The Basics of Electromagnetism

  • Electromagnetism is a branch of physics involving the study of the electromagnetic force.
  • This force is a type of physical interaction that occurs between electrically charged particles.
  • The electromagnetic force is one of the four fundamental forces and exhibits electromagnetic fields such as electric fields, magnetic fields, and light.

Electromagnetic Fields

  • An electromagnetic field (EM field) is generated when charged particles such as electrons are accelerated.
  • All electromagnetic waves travel at the speed of light in a vacuum, including light itself which is an electromagnetic wave.
  • EM fields can exert force on other charged particles through the electromagnetic force.

The Electromagnetic Spectrum

  • The electromagnetic spectrum is the range of all types of EM radiation.
  • Radiation is energy that travels and spreads out as it goes - visible light that comes from a lamp in your house or radio waves that come from a radio station are two types of electromagnetic radiation.
  • Other examples of electromagnetic radiation include microwaves, infrared and ultraviolet light, X-rays and gamma rays.
  • The various types of waves are categorised on the basis of their frequencies and wavelengths into the electromagnetic spectrum.

Principles of Electromagnetism

  • Electromagnetism involves the interaction of electric and magnetic fields.
  • A moving electric charge generates a magnetic field, while a changing magnetic field can produce an electric field.
  • These effects happen across a wide array of frequencies, including those of visible light and other forms of electromagnetic radiation.
  • This is described by Faraday’s Law, which states that a changing magnetic field produces an electric field; and Ampere’s Law, stating a current or changing electric field produces a magnetic field.

Transformation of Energy in Electromagnetism

  • Electromagnetic energy can be transformed into other forms of energy.
  • For instance, when sunlight - a form of electromagnetic energy - strikes a solar panel, it is converted into electrical energy.
  • Similarly, microwaves in a microwave oven turn into thermal energy heating up your food.

Applying Electromagnetism

  • Electromagnetism has a wide variety of applications.
  • In transformers and generators, electricity is generated by the motion of conductors in a magnetic field through electromagnetic induction.
  • Devices like televisions, cell phones, and computers work by manipulating electromagnetic waves.
  • MRI (Magnetic Resonance Imaging) scanners use strong magnetic fields and radio waves to create detailed images of the body.

Electromagnetic Induction

  • Electromagnetic induction is the process of generating an electromotive force (EMF) or voltage across a conductor when it is exposed to a varying magnetic field.
  • This principle was discovered by Michael Faraday who formulated the first law of electromagnetic induction.
  • Faraday’s law of electromagnetic induction states that the EMF induced in a circuit is proportional to the rate of change of flux through the circuit.

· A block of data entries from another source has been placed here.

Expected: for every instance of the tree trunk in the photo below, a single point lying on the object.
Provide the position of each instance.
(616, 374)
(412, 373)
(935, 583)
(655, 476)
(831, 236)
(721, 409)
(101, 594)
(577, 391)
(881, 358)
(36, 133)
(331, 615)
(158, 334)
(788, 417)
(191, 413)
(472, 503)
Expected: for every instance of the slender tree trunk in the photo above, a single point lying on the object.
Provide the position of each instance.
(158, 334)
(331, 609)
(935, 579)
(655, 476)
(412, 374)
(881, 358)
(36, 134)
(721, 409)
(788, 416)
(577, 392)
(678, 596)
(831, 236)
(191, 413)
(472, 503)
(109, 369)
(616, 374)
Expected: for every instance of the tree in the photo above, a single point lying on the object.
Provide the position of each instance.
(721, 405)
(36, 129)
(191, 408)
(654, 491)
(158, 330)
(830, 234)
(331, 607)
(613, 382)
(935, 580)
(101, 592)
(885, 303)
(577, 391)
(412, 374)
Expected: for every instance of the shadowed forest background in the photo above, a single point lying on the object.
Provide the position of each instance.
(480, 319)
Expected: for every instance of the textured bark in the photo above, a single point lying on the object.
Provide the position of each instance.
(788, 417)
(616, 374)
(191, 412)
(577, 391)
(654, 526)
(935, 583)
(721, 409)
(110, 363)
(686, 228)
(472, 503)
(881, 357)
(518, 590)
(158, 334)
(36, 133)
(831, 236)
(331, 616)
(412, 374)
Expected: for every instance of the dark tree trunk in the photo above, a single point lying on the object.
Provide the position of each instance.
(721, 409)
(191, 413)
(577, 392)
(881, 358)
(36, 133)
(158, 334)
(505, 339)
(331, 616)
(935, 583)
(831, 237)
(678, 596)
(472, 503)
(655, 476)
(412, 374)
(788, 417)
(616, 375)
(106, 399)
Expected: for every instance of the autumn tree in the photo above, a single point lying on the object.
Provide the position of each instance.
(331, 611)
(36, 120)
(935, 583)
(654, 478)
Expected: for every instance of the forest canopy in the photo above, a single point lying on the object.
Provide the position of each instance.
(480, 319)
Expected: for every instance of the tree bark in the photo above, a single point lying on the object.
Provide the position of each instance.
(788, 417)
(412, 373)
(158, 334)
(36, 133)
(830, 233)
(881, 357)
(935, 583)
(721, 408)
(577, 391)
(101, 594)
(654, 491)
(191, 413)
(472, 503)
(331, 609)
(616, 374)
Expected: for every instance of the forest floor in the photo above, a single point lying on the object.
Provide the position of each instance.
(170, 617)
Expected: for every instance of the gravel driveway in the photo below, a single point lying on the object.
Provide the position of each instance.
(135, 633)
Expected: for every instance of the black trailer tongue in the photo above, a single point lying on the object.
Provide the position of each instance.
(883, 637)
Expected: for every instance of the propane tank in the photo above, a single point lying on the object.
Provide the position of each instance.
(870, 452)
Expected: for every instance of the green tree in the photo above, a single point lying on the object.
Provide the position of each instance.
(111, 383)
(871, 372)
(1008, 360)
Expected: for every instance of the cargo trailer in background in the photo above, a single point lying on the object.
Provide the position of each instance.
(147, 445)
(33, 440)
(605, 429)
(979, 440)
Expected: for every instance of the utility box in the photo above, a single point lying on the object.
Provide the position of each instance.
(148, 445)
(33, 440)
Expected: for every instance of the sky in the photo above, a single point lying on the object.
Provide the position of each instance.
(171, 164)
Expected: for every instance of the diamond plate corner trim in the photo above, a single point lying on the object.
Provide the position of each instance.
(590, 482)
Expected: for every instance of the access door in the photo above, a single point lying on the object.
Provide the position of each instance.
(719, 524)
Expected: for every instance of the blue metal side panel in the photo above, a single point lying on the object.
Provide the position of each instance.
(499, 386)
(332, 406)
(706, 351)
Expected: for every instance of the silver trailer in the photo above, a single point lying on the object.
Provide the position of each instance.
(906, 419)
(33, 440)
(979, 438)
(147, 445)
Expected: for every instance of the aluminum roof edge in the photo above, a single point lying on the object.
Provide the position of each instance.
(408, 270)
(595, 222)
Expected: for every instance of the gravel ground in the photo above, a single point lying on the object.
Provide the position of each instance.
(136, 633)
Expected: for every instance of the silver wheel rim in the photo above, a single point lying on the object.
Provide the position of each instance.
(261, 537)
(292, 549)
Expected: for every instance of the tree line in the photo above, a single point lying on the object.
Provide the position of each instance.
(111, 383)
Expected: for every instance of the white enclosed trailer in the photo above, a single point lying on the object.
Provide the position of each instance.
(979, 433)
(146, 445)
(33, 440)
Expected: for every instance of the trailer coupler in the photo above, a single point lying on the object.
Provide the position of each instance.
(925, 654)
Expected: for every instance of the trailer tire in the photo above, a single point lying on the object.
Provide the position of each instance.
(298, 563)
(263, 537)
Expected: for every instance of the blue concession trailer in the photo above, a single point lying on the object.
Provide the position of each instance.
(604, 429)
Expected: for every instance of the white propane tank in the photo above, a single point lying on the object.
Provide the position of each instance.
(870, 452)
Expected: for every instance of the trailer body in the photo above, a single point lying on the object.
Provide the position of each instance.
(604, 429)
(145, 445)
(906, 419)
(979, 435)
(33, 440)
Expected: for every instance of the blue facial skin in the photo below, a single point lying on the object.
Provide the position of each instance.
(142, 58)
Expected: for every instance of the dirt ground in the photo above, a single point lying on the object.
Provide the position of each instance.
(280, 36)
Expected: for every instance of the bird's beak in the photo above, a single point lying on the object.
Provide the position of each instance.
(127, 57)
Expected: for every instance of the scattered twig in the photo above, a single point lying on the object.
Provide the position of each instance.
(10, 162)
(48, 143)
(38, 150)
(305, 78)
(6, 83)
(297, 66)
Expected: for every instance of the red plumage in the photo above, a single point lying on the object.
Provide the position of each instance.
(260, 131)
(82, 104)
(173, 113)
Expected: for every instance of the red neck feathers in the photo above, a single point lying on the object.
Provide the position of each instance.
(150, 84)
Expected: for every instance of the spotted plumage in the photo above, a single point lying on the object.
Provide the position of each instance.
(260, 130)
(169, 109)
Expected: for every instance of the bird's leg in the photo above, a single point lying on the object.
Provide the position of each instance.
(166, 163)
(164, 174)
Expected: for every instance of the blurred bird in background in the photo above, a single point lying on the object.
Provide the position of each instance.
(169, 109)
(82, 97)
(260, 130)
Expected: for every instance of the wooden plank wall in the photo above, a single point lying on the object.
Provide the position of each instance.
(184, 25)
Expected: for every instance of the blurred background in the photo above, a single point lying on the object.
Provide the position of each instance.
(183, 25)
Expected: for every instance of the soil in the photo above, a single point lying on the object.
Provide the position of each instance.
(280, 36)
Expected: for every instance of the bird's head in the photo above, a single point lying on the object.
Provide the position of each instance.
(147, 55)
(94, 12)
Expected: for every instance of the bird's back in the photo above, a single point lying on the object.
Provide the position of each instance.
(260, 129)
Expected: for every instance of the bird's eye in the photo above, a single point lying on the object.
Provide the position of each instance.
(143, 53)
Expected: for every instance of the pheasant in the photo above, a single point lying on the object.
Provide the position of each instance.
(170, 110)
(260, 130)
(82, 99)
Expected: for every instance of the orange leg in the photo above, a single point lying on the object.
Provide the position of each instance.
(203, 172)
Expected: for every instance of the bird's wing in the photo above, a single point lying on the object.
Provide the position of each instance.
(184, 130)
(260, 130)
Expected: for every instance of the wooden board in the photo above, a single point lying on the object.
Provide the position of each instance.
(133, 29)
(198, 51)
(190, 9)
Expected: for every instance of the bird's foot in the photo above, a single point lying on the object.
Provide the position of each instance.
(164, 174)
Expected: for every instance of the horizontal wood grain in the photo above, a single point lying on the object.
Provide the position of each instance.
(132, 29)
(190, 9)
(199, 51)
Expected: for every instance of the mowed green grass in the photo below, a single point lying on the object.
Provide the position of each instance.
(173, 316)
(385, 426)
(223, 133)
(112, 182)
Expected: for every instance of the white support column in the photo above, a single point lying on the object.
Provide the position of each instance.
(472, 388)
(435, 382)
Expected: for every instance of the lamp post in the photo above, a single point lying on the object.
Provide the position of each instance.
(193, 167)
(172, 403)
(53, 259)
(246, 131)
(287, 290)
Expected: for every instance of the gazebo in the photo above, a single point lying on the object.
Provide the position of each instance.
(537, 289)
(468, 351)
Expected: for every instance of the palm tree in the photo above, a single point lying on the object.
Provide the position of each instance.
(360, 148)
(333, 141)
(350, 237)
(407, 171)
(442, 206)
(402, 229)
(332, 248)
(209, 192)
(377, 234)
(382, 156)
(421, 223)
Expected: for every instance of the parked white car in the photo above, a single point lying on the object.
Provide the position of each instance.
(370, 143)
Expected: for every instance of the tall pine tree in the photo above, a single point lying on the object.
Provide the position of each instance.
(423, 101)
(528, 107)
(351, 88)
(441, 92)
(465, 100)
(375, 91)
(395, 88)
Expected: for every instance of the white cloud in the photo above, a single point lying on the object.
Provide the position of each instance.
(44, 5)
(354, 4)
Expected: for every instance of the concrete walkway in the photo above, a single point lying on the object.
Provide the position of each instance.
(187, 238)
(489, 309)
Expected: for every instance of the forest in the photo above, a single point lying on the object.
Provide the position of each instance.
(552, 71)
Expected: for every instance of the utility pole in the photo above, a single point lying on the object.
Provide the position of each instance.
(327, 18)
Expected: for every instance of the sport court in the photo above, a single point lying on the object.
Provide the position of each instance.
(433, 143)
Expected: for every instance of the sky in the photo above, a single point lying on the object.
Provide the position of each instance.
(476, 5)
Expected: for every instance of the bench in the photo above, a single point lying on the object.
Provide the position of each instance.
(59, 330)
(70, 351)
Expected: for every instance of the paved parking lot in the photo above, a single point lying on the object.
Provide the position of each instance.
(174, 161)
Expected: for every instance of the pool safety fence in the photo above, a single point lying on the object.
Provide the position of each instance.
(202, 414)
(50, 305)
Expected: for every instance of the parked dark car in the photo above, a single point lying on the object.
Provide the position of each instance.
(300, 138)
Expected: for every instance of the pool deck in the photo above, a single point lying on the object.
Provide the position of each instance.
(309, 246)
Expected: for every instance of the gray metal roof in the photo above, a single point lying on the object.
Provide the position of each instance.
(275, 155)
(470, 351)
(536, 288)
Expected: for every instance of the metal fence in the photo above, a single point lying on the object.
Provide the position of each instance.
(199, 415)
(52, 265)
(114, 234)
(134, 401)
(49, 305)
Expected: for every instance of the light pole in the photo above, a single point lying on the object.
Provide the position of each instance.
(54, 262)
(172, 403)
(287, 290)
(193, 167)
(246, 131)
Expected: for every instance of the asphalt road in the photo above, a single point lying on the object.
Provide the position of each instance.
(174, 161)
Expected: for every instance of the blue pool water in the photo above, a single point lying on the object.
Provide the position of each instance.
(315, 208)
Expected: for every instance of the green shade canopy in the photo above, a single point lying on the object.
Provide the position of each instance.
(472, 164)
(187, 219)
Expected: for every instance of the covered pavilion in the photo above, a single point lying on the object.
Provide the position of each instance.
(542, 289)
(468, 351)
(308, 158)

Behaviour of Charges in Electromagnetic Fields

  • Charges in electromagnetic fields obey the Lorentz force law.
  • The Lorentz force law explains how a particle of charge ‘q’ moving with a velocity ‘v’ in a magnetic field ‘B’ experiences a force ‘F’.
  • This force is given by the cross product F = qv × B, and its direction is normal (perpendicular) to both the velocity of the charge and the magnetic field.
  • This force causes the particle to move in a circular path if it enters the magnetic field at a certain angle.